In 1993, Pontiac introduced the fourth generation of the Firebird, which would (sadly) go on to be the last. Like their Camaro cousins, Firebirds of this generation have yet to become truly collectible, but as the supply dwindles, that may begin to change. For $4,600, the next owner of this 1995 Pontiac Trans Am will have an enjoyable and low-mileage weekend driver that requires a bit of cosmetic and interior work to make show worthy. There’s no guarantee that it will appreciate in value, but there’s no guarantee a 401K or IRA will, either, and at least you can drive the Poncho.
This NYPD livery Crown Vic already has an impressive screen resume, with claimed appearances in everything from commercials and television shows to feature films. The next owner can probably make money renting the Ford out for similar purposes, though the window of opportunity for this may be closing (only to reopen once the car becomes “vintage”). For $4,500 the next owner need just invest in a set of tires to have an interesting show car, though it would be advisable to check local laws before driving it on the street.
The Mercedes-Benz W126 bears the distinction of being both the best-selling and longest produced of the brand’s premium S-Class models. Built from 1979-’92, the W126 came with a wide array of engines, including high-performance 5.0 and 5.5-liter V-8s. The most popular model, however, came powered by a 3.0-liter inline six that was still good for 177 horsepower and 188 pound-feet of torque, like this example from the penultimate year of production. Yes, it’s racked up the miles over the years, but has reportedly been serviced by the selling dealership throughout its life. For $4,900, this S-Class may not be a blue chip investment, but it will likely deliver many more years of comfort and reliability, without fear of depreciation.
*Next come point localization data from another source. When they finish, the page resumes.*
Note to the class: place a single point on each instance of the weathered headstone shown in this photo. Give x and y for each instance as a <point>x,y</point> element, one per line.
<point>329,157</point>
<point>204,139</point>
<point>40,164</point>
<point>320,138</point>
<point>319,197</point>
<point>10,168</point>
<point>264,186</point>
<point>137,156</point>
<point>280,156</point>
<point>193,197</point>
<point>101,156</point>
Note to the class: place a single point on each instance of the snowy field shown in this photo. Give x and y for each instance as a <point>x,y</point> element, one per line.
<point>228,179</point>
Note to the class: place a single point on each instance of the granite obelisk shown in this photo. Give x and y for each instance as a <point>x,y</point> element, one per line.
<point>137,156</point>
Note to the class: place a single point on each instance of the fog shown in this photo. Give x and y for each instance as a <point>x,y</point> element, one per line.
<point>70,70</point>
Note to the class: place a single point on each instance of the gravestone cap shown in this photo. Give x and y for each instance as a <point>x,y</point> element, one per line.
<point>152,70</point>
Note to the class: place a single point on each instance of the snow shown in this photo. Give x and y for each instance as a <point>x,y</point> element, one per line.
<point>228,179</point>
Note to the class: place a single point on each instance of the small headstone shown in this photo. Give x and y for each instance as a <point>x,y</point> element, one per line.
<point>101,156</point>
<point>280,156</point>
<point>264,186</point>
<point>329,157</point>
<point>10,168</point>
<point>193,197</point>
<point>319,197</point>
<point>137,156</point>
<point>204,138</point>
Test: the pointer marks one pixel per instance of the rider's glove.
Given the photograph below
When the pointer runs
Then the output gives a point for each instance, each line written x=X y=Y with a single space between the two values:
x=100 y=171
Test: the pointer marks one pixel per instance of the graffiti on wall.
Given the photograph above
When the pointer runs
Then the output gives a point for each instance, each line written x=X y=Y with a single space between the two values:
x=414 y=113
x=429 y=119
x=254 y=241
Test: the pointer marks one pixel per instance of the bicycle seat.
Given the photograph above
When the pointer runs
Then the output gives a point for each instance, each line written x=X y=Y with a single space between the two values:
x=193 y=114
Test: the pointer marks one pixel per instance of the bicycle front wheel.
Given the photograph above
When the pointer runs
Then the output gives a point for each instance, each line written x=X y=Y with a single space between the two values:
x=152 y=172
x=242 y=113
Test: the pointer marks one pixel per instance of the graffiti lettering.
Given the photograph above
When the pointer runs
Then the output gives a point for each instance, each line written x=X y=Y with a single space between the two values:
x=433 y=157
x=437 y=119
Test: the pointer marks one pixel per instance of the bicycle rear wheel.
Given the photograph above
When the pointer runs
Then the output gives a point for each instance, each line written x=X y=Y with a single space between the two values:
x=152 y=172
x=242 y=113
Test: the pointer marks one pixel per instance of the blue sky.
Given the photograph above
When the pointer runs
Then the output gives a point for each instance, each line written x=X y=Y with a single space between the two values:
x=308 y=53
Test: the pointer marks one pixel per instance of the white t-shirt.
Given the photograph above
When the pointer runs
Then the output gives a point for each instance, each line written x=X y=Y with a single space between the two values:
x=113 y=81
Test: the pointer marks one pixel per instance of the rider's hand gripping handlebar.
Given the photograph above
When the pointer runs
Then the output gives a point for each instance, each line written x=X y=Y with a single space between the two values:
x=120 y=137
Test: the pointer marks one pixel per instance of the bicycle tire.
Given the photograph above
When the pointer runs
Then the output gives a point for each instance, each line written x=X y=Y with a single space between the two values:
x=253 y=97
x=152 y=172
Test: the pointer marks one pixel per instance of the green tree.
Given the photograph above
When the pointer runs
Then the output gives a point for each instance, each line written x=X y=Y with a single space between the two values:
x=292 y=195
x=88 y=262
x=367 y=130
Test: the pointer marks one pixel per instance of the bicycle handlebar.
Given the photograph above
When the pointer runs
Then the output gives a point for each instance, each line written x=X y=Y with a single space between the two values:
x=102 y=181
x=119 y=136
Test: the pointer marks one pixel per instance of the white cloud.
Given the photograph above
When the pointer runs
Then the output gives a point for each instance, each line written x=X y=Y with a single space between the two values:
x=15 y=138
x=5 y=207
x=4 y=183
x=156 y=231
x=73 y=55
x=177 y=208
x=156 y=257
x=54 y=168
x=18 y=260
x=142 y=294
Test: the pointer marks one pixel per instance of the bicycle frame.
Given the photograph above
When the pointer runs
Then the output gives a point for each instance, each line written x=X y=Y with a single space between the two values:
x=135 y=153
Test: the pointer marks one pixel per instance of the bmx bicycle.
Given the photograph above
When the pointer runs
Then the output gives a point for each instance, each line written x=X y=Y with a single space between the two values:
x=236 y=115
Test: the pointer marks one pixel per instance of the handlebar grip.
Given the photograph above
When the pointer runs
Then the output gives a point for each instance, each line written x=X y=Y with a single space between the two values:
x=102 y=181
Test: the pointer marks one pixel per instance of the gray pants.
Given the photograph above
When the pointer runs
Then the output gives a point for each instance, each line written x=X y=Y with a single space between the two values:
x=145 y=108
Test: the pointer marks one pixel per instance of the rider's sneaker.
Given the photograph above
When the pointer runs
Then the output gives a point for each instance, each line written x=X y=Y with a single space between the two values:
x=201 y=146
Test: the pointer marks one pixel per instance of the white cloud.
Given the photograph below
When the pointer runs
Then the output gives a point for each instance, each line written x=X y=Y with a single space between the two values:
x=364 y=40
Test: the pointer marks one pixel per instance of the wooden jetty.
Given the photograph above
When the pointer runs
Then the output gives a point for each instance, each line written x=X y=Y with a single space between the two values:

Based upon the civilian Jeep Gladiator and built from 1967-‘69, the Kaiser 715 series (including the 725 ambulance) replaced the aging Dodge M37 in military motor pools. Counting all variants, over 33,000 examples were produced, and many went on to equally hard lives after their days in uniform were done. This example, now wearing a maroon and white civilian livery, appears to be reasonably well-preserved and ready for conversion to a go-anywhere camper, back road work truck, or zombie apocalypse bug-out vehicle. As long as the driver isn’t in a particular hurry, these Jeeps will go just about anywhere, and after 48 years, any issues with the 231-cu.in Tornado inline six have long since been sorted. Compared to the price of a fixed bomb shelter, buying a mobile one for $3,000 could prove to be money well spent.